144 Ga. 769 | Ga. | 1916

Beck, J.

(After stating the facts.) The plaintiff insists that a verdict in its favor was demanded in the court below, and that the court properly directed the verdict, and erred in setting that verdict aside upon motion made by the defendants. We agree with counsel'for the plaintiff that there was never any proper organization of the corporation as alleged to exist in the answer of the defendants. There was no stock subscription, or list of stockholders: no minutes were kept. In view of such facts, we are of the opin*773ion that there was no change in the relationship of the individuals composing the firm of Bryan and Lamb. While the defendants do testify that the partnership had been dissolved, in the light of other evidence in the case, touching the forming of a corporation, it clearly appears that they consider the partnership as dissolved and transmuted into a corporation by the fact of a so-called organization of the corporation under the charter and the election of officers. / But, as we have pointed out, there was no organization, no subscription to stock, no corporation.
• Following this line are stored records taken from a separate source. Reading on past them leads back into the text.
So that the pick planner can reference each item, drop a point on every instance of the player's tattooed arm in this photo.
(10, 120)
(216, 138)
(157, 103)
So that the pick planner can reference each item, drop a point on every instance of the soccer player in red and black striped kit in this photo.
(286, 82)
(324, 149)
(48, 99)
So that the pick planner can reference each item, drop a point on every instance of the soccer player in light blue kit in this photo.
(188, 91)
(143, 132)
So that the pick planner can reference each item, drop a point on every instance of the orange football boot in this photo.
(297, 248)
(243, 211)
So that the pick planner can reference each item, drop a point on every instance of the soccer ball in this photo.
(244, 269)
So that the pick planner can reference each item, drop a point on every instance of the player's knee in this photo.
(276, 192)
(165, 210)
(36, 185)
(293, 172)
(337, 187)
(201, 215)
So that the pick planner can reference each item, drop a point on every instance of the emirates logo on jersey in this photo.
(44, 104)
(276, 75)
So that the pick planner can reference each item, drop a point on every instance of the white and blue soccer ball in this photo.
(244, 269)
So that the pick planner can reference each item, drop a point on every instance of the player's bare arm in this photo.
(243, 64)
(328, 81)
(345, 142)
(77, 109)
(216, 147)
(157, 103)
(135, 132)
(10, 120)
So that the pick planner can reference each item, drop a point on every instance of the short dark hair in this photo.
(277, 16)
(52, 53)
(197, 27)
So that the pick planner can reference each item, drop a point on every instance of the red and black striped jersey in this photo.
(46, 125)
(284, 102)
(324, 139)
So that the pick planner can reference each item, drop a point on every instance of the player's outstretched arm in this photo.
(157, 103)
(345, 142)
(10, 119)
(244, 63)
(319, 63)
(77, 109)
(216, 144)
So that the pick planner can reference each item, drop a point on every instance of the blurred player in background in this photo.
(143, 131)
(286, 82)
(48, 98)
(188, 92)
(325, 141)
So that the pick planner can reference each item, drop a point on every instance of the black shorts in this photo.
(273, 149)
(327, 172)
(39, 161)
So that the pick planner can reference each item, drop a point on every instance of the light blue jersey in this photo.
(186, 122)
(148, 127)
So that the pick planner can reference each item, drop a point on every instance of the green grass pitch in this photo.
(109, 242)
Scarcely, it may be said, was there a shadow of a corporation. It is not merely the case of a defective or imperfect organization of a corporation, or some irregularity in the formation of the corporation; but the corporate was non-existent. And mere uncontradicted testimony that the plaintiff dealt with such corporation as a corporation will not prevent the enforcement of a claim against the firm whose names are signed to the notes. Suppose in this case that the corporate stock of the company amounted to $10,000, and there had been paid in but half of the amount; for how much would Mr. Lamb, and for how much would Mr. Bryan, be liable to creditors for unpaid subscriptions? Neither of them had any definite number of shares of stock; what they did was all in parol. And if such pretended organization is to be treated as a corporation, so as to exempt the alleged stockholders from liability as partners, then it would seem that any two merchants doing business as partners could simply say to one another, we will consider ourselves a corporation — I will be president and you secretary and treasurer; and this fact would exempt them from liability as partners to a creditor selling them goods with knowledge of this formation ■ of a corporation. Judgment reversed.

All the Justices concur.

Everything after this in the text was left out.